7 Nov 2017

Controversial data-for-funding plan scrapped

5:43 am on 7 November 2017

The government has confirmed it is dumping National's controversial data-for-funding plan that would have forced groups like Women's Refuge to hand over personal client details.


Photo: 123.rf

Minister for Social Development Carmel Sepuloni said she was scrapping the plan because it was dangerous and unnecessary.

Under the policy, which was meant to be in place from July, the National government made it a contractual requirement for providers to hand over the personal details - such as the names, birth dates and ethnicities of their clients.

National came under fierce criticism and after a number of setbacks - including a rebuke from the Privacy Commissioner and an IT breach - then-Social Development Minister Anne Tolley announced in May the plan would be put on ice and an advisory group would come up with a better way of collecting the data.

Ms Sepuloni said she wouldn't be asking providers to give up those personal details.

"It wasn't working and there were issues with security around information, they had been advised by the NGOs and by the Privacy Commissioner and by the opposition political parties and a whole lot of other people that they shouldn't be doing it, so of course we're not going ahead with that."

Labour's Carmel Sepuloni on the Foreign Affairs, Defence and Trade Committee hears from petitioners asking the government to address human rights issues in West Papua.

Labour's Carmel Sepuloni pictured at a parliamentary committee. Photo: RNZ / Daniela Maoate - Cox

Ms Sepuloni wanted to look into whether the anonymous data organisations were already providing to the ministry could be better used.

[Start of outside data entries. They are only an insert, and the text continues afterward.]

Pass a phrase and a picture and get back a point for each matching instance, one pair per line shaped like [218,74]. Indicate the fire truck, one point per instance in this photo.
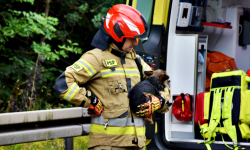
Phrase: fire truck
[181,33]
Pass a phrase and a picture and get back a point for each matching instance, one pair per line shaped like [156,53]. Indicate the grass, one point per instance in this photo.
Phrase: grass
[80,143]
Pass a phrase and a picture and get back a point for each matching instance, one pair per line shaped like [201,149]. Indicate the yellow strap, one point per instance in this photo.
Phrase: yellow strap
[182,105]
[216,113]
[208,147]
[227,114]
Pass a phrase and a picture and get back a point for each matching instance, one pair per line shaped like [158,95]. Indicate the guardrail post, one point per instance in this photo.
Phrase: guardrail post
[68,143]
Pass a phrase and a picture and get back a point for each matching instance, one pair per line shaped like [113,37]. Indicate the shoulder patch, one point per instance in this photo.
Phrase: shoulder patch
[76,67]
[111,62]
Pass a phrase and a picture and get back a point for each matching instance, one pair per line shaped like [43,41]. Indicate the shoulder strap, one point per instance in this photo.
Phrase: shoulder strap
[138,63]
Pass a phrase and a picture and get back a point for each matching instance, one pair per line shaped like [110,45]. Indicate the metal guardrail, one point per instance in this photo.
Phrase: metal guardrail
[22,127]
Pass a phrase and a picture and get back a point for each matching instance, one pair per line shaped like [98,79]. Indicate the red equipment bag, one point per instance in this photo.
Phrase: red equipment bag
[199,109]
[182,107]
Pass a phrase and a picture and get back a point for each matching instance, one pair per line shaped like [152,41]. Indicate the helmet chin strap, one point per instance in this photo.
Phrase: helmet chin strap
[118,44]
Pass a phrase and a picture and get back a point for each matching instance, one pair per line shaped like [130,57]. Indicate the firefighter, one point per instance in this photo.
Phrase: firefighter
[109,72]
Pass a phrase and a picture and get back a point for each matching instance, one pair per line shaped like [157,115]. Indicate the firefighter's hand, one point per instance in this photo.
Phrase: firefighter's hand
[95,107]
[154,103]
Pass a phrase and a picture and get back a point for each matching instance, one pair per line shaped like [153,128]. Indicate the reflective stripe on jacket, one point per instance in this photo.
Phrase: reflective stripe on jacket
[109,74]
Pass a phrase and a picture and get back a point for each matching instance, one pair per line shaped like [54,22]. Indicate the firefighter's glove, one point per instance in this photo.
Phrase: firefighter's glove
[95,106]
[154,103]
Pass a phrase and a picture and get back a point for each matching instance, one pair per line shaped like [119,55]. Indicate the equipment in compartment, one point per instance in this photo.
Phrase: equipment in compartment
[183,14]
[182,107]
[226,108]
[244,33]
[196,15]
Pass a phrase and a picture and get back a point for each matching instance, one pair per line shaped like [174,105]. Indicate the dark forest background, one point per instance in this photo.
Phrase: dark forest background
[38,40]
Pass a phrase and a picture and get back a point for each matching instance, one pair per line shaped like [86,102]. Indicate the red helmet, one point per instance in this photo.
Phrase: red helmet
[125,21]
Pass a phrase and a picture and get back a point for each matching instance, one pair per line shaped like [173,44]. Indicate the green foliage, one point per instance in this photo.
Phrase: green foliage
[37,45]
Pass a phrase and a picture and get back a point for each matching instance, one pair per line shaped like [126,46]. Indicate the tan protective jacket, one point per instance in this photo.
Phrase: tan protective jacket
[109,74]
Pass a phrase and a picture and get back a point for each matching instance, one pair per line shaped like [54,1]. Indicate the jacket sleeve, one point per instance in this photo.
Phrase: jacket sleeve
[166,95]
[145,67]
[67,84]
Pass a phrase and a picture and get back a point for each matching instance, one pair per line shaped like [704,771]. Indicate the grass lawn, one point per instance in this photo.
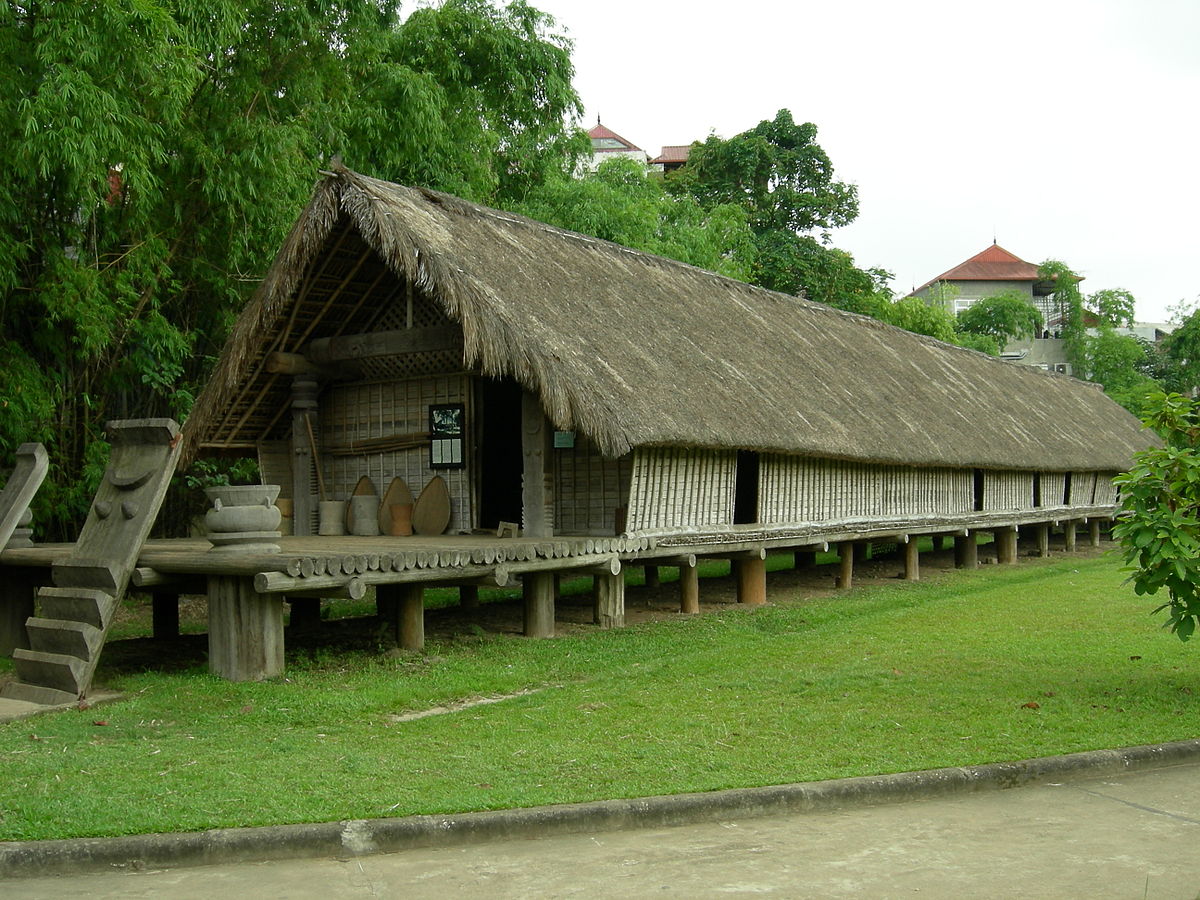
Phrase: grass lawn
[1003,663]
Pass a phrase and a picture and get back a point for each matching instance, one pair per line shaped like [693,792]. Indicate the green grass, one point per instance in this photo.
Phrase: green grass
[906,676]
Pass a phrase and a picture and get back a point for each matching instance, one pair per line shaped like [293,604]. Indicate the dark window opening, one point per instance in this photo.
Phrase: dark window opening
[745,489]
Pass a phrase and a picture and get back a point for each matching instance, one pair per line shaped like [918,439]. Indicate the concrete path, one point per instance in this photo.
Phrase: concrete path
[1128,835]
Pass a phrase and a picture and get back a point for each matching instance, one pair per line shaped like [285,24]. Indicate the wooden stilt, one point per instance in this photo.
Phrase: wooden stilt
[17,591]
[245,630]
[538,589]
[846,570]
[689,588]
[1043,531]
[753,581]
[610,600]
[412,617]
[911,561]
[165,615]
[653,579]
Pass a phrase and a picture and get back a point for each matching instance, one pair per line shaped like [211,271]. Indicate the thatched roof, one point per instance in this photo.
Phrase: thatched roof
[634,349]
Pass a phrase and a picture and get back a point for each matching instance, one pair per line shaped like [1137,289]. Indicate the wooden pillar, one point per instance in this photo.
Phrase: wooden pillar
[245,630]
[165,615]
[846,570]
[689,588]
[304,403]
[751,581]
[305,612]
[610,601]
[468,597]
[911,559]
[537,491]
[1006,545]
[804,558]
[1043,531]
[412,617]
[18,587]
[966,551]
[538,589]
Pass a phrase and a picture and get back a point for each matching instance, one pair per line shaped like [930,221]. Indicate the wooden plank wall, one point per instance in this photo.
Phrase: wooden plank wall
[588,489]
[366,411]
[1007,490]
[793,489]
[673,487]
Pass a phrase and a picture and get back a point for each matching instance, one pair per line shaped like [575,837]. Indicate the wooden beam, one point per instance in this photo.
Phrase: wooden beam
[325,351]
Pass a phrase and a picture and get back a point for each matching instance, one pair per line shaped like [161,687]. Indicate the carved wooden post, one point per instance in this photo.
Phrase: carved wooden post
[689,587]
[304,403]
[610,600]
[537,493]
[245,630]
[538,589]
[911,559]
[846,570]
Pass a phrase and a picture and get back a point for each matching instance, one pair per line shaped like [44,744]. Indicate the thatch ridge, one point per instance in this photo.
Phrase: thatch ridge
[636,349]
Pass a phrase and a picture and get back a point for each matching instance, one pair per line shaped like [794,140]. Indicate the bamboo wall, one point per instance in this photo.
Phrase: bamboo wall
[588,489]
[357,412]
[793,489]
[673,487]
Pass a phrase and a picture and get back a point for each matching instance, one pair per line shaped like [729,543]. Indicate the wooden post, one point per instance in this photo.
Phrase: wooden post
[911,559]
[751,581]
[689,588]
[846,570]
[538,589]
[412,617]
[305,612]
[610,600]
[165,615]
[1043,531]
[245,630]
[468,597]
[537,491]
[1006,545]
[804,558]
[304,402]
[17,591]
[966,551]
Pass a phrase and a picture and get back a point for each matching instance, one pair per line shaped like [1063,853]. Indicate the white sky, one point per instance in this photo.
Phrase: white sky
[1066,130]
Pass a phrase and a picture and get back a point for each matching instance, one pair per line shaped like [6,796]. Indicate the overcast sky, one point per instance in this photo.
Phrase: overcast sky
[1065,130]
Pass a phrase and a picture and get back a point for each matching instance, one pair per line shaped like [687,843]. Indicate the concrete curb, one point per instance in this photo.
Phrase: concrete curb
[383,835]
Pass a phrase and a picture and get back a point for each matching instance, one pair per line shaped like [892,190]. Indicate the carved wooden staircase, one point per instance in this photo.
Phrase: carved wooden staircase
[75,615]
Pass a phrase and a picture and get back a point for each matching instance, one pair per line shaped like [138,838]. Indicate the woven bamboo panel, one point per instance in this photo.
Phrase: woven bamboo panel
[673,487]
[1083,489]
[1007,490]
[799,490]
[1105,491]
[588,489]
[358,412]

Collecting data about individuals, as National was proposing, wasn't necessary, she said.

"It's dangerous, in terms of individual client level data, in terms of potentially putting people off accessing the support that they need, people who most need support.

"It's not actually going to be much more helpful with regard to improving services."

Brenda Pilott, national manager of Social Service Providers, an umbrella organisation of NGOs and community groups, said it was sensible to look at how the non-identifiable data the ministry and others already had could be better used.

"Providers who are contracted to MSD and Oranga Tamariki - and no doubt other government departments too - already provide a lot of information on the numbers of people they see, the results of their work and a lot of narrative or a lot of qualitative information. We've always felt that they don't make enough use of that."

Women's Refuge chief executive Ang Jury said she never understood why the previous government wanted to collect the identifying data in the first place.

She said doing that could have put some of the women her organisation worked with at risk.

It was dangerous for some clients if data on where they were or who they were with was revealed. "It wasn't just sensitive data, it was actually data that had the potential in the wrong hands, to cause some really nasty consequences for those women."

Dr Jury said they were not opposed to sharing non-identifiable data with the Ministry of Social Development or the Ministry of Justice, where it could be used to improve services.

But there had to be a broader conversation about what data was being collected by government agencies and what it was being used for, she said.

National Party social investment spokesperson Paula Bennett said while the new government was within its rights to can the plan, it should move carefully.

"What we were trying to do was ensure those programmes that were being delivered to some of our most vulnerable people are evidence-based, that they're actually getting the kind of assistance and the help that the taxpayer is paying an organisation to give," she said.